Dans le cas d’ADRA, il s’agit clairement d’une éducation pour la citoyenneté. Comme cela fut évoqué à Murgia, il est important dans cette perspective de comprendre que
La formation au développement communautaire, l’utilisation de méthodologies d’intervention dans l’approche des communautés et la conception de l’éducation populaire en tant qu’idéologie qui préside l’action d’ADRA ont rendu possible une nouvelle vision politique, inédite en Angola, sur l’intervention auprès des populations exclues. Les moments de formation sont devenus des moments de réflexion sur la propre action ou intervention. Ce fait, lié à la richesse de connaissance des savoirs que l’interaction pédagogique permet, a commencé à devenir possible du fait que les intervenants prennent en compte non uniquement les effets de la guerre, des injustices, des inégalités, des exclusions et du sous-développement mais aussi et surtout les causes de ces maux. Les intervenants ont compris que leur intervention auprès d’une communauté ne vise pas uniquement l’objectif du projet incarné par une telle intervention, mais plutôt la création de capacités qui vont conduire les citoyens à une autonomie progressive dans la mesure où ils pourront assumer leurs propres processus de développement.

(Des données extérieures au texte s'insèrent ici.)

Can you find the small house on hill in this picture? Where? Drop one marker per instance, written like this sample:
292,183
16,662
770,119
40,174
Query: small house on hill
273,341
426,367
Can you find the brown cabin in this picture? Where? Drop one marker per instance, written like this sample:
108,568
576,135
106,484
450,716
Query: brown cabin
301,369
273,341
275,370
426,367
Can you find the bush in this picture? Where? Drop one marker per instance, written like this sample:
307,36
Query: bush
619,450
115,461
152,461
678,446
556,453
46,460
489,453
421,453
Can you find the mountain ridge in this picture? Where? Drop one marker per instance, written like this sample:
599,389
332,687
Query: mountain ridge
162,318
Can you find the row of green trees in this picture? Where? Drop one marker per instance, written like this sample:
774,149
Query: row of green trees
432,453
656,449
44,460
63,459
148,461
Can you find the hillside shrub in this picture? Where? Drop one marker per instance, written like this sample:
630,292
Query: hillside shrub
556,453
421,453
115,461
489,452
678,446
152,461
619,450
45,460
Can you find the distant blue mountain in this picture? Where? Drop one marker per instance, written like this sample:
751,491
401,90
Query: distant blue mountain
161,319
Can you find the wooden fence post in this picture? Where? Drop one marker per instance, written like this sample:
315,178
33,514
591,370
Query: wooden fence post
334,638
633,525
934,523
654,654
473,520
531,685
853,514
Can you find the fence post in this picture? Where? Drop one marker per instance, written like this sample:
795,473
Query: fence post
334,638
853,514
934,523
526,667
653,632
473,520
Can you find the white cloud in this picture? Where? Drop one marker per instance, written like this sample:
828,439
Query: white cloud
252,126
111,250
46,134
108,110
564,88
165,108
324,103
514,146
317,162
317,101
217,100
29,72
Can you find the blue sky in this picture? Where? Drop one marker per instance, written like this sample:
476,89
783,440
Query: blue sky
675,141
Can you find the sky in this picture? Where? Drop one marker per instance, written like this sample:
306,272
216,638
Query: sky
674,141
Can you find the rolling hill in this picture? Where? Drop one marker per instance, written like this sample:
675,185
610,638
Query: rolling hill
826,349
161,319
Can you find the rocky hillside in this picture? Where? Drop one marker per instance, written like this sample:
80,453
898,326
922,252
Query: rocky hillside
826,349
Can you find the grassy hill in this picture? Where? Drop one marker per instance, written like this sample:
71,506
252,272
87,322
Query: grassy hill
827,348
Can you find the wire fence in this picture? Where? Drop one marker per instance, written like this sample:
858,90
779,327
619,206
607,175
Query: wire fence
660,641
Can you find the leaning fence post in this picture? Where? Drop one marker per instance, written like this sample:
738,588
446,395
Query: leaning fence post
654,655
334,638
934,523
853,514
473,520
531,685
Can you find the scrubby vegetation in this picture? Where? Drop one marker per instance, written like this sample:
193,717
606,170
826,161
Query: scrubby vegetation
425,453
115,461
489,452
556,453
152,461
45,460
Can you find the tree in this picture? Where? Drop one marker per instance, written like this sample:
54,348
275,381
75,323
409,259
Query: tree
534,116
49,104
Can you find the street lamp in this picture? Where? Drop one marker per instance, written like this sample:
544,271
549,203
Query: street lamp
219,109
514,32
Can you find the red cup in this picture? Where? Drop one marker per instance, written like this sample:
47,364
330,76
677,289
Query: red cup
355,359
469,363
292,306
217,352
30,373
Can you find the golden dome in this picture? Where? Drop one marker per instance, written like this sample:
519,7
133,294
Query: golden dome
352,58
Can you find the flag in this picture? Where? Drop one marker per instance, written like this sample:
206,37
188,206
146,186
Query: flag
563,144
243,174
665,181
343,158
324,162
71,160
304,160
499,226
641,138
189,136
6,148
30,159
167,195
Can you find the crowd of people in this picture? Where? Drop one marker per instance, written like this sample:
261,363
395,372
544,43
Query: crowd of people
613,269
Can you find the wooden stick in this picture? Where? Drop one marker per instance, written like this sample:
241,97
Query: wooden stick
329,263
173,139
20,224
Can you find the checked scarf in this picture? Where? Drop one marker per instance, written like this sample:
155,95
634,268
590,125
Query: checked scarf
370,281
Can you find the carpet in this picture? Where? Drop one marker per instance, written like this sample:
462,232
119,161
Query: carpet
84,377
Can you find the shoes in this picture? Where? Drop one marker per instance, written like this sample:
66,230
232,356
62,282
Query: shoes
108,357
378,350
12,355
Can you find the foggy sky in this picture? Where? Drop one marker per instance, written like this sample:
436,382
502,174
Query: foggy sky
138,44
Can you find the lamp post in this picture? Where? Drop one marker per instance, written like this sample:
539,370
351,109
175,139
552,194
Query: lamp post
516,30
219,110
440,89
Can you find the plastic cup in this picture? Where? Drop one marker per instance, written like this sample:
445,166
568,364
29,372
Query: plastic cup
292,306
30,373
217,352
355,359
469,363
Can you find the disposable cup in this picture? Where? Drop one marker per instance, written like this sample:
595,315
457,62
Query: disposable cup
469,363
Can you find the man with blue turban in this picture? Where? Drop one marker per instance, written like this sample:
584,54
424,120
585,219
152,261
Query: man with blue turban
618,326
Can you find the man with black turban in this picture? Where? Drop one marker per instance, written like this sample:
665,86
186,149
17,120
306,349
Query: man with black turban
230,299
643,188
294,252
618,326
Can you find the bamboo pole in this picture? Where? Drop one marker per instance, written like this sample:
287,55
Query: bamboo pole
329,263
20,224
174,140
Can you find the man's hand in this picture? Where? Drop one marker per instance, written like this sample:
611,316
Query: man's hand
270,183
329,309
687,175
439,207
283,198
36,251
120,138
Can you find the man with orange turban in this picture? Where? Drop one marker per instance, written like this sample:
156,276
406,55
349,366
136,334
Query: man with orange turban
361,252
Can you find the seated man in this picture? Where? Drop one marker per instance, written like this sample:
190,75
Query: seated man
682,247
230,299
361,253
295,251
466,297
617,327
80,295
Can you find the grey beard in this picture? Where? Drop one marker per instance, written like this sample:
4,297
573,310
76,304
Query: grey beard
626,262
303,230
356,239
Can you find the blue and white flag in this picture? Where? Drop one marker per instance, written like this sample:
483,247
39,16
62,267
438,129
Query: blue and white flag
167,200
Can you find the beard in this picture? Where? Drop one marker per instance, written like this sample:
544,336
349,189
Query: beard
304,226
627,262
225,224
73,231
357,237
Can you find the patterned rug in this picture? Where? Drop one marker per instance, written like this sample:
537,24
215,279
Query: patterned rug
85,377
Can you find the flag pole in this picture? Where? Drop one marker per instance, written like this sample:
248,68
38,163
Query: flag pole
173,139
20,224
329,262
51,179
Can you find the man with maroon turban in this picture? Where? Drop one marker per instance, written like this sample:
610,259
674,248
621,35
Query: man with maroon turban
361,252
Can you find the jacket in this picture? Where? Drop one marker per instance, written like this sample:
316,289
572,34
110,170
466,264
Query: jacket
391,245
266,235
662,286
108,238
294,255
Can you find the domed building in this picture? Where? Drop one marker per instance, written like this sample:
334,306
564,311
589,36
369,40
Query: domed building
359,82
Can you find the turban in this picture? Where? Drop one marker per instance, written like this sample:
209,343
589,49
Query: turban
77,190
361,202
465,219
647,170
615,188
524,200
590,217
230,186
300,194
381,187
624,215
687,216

Après Murgia, nous pensons que les conditions personnelles et institutionnelles sont réunies pour que le processus de transformation commencé par le développement communautaire puisse gagner du terrain à travers la systématisation d’expériences. Nous croyons que, d’après notre option politique, la systématisation vient faire partie de nos pratiques. Si, d’un côté, notre axe d’intervention auprès des communautés se verra renforcé par des nouvelles réflexions et des interprétations critiques des processus en cours, ce qui permettra le renforcement de la citoyenneté, d’un autre côté, cela va nourrir de manière qualitativement différente, la capacité d’ADRA et de ses partenaires d’influencer les politiques publiques angolaises et, en dernière instance, de contribuer à la définition de politiques qui aillent dans le sens du développement durable pour l’Angola.
Il y aura, certes, des difficultés. La culture organisationnelle, la verbosité, le déficit de démocratie résultant des années de totalitarisme, la logique de la domination qui prévaut chez le pouvoir en place, se trouvent parmi ces difficultés. Par ailleurs, il est clair que la systématisation d’expériences n’est pas l’outil magique qui viendra tout résoudre. Mais il importe d’agir (F. P.).